拍品專文
Dated to the first half of the eleventh century, this tombstone presents a particularly finely carved, complete example of early Persian stelae.
The arched mihrab format, though not unique to the Iranian tradition, was marked by a complexity of design that surpassed those of other regions. A tombstone dated 1014-15 in the British Museum (inv.no. 1982,0623.1) is of similar arched layout to the present example. The scrolls that terminate forming roundels at each side of the pointed arch in the British Museum example are reprised in the present example in the calligraphic drop-shaped cartouches. Further eleventh-century examples found in Yazd also show calligraphic inscriptions at either side of their arch, see, for example, those illustrated by I. Afshar in Yadegarha-yi Yazd. Anjuman-i Athar-i Melli, Tehran, 1975, pp. 1081, 1086, 1088 and 1143.

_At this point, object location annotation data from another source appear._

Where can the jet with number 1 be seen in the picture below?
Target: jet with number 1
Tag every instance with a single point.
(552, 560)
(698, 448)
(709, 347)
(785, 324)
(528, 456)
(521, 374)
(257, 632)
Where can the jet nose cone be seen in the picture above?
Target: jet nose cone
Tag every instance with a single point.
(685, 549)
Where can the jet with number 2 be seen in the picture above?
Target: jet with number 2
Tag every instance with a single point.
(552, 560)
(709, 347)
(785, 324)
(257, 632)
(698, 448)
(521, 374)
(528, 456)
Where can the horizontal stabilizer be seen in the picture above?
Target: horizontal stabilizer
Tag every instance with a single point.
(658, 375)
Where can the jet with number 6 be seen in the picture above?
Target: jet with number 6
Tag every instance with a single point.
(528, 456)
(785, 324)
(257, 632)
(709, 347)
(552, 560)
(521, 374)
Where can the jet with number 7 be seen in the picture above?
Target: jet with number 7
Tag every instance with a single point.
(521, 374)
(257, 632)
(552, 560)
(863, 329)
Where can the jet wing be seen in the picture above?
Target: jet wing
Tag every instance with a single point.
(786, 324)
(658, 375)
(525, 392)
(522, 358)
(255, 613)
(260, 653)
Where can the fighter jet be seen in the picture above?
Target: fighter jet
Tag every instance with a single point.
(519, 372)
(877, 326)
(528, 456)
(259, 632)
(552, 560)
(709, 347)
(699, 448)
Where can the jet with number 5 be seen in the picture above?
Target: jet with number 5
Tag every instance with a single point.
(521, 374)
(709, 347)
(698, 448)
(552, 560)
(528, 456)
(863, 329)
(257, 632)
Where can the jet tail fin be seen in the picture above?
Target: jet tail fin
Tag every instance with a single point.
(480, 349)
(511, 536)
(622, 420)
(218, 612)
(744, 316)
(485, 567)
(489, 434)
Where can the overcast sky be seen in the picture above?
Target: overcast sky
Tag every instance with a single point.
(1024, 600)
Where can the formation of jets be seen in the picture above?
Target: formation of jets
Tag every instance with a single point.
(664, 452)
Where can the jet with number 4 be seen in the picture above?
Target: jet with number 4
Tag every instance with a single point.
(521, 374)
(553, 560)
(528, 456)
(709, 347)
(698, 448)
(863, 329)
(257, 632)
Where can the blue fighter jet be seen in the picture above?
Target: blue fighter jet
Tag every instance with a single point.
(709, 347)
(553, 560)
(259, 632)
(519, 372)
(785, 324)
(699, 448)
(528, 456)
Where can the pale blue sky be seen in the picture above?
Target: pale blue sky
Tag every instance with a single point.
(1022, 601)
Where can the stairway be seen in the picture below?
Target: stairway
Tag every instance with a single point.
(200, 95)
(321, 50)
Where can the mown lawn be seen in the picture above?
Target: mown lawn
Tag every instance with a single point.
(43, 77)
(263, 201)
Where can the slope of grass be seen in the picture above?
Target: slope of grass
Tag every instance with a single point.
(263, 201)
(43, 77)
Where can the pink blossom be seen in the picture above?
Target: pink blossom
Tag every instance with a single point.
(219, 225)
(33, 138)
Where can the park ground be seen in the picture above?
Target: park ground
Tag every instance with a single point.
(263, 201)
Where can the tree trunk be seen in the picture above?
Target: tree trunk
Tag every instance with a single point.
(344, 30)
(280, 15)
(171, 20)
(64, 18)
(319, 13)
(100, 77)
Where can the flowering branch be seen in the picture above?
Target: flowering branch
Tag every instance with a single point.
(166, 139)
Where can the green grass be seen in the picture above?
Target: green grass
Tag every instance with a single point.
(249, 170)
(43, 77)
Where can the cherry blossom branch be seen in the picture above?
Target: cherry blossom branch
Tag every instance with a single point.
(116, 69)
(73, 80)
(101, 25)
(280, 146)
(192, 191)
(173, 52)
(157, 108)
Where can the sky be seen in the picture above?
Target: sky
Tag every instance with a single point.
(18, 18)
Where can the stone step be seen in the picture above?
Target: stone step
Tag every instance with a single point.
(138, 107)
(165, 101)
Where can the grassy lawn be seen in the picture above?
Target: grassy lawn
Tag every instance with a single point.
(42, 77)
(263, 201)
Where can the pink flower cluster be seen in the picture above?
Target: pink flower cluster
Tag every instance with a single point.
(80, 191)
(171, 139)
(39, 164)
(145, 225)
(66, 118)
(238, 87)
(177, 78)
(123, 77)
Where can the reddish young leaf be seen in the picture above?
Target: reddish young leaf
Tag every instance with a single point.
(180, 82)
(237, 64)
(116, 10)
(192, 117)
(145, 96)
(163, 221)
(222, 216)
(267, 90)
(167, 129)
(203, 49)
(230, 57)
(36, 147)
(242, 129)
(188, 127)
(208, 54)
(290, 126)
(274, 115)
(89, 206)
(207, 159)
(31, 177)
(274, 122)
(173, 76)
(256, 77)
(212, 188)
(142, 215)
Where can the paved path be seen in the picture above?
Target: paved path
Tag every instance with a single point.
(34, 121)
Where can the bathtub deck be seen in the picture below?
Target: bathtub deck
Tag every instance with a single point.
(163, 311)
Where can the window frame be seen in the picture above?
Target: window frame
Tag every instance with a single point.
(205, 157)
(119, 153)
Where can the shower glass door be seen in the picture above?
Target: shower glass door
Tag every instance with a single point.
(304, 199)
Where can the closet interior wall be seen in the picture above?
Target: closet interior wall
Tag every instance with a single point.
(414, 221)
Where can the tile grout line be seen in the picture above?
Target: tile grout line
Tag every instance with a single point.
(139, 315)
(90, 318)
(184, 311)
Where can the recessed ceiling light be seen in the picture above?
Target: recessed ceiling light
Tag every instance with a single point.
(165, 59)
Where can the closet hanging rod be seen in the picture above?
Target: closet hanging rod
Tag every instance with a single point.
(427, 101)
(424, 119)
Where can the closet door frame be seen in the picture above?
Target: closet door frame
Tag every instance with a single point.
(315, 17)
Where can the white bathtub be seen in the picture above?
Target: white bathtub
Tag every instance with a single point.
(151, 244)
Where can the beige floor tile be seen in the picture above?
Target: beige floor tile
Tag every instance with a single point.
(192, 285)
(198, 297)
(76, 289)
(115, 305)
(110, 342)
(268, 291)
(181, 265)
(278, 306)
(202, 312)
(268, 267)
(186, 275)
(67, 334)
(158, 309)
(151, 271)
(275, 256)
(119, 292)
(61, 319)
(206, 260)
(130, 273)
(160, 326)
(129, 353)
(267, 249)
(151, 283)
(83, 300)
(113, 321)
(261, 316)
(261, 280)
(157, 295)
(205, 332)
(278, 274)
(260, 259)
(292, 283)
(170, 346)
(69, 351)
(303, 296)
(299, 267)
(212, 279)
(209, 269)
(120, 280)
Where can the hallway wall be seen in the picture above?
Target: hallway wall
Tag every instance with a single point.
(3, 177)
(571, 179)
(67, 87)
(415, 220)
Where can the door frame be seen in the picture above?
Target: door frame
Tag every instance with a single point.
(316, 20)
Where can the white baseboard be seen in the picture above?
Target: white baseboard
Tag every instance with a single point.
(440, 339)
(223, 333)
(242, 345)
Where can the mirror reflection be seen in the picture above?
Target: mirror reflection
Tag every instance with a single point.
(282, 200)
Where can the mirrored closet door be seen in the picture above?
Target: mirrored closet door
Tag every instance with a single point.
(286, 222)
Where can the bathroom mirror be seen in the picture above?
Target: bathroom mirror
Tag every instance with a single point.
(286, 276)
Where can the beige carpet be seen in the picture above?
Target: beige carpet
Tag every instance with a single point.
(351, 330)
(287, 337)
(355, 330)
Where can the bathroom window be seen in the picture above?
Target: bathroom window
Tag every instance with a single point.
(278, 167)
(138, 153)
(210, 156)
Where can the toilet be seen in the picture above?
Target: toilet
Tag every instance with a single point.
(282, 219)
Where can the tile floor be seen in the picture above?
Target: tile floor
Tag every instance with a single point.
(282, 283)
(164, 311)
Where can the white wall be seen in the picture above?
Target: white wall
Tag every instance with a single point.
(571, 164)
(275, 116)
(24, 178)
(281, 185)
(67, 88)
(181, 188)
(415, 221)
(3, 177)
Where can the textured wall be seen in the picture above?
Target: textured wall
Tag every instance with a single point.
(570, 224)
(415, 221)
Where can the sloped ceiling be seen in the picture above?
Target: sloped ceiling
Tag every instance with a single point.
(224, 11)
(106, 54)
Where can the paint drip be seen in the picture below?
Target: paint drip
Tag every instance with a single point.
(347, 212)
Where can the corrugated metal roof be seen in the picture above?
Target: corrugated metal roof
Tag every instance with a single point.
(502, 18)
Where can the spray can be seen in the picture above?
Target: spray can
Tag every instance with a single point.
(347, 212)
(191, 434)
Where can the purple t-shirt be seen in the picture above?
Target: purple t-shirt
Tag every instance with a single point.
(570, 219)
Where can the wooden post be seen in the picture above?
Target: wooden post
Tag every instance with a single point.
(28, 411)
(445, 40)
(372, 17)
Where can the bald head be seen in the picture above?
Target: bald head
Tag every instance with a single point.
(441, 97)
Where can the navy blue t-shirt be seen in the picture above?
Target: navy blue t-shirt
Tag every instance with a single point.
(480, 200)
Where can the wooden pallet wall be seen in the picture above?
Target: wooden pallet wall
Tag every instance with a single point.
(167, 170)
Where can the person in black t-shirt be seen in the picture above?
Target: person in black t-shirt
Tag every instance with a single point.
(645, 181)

While the stylised kufic script was prevalent in contemporaneous stelae, the present example stands apart from many of those published given the remarkably preserved, crisp carving of the limestone. A notable feature of the ornamentation on this tombstone is the vine which meanders loosely, only just reaching the center of each line at its deepest point. While the eleventh-century examples mentioned above are mostly calligraphic, two twelfth-century Yazd tombstones, one in the Metropolitan Museum of Art (acc. no. 33.118) and the second sold at Christie's London, October 2001, lot 282, each echo this shallow scroll in their outer borders.
These later examples, along with several more published by Afshar have much fuller ornamentation comprising multiple calligraphic borders and scrolling vine (Afshar, op. cit., pp. 1307-8 and 1313-15, see also in M. Ekhtiar et.al., Masterpieces from the Department of Islamic Art in The Metropolitan Museum of Art, New York, 2011, cat. 64, pp. 104-105, and in S. R. Canby et.al., Court and Cosmos: the Great Age of the Seljuqs, New York, 2016, nos. 201, 203 and 204, pp. 304 and 306-308 and also one in the Museum of Fine Arts, Boston (inv.no.31.711) published in A. R. Pope and P. Ackerman, A Survey of Persian Art from Pre-Historic Times to the Present, London, 1938-1939, vol. V, pl. 520). The simple, but elegant decoration of the present tombstone perhaps foreshadows the more abundantly ornamented stelae that were to come.
Although the population in eleventh-century Iran was predominantly Sunni, the names of `Ali, Fatima, Hassan and Husayn in the upper cartouches indicate that `Abd al-Rahman al-Madani was a Shiite. Revered as al-Shaykh, he or his successors were able to afford a richly decorated and delicately carved tombstone, sharing stylistic features consistent with the tombstones of Yazd.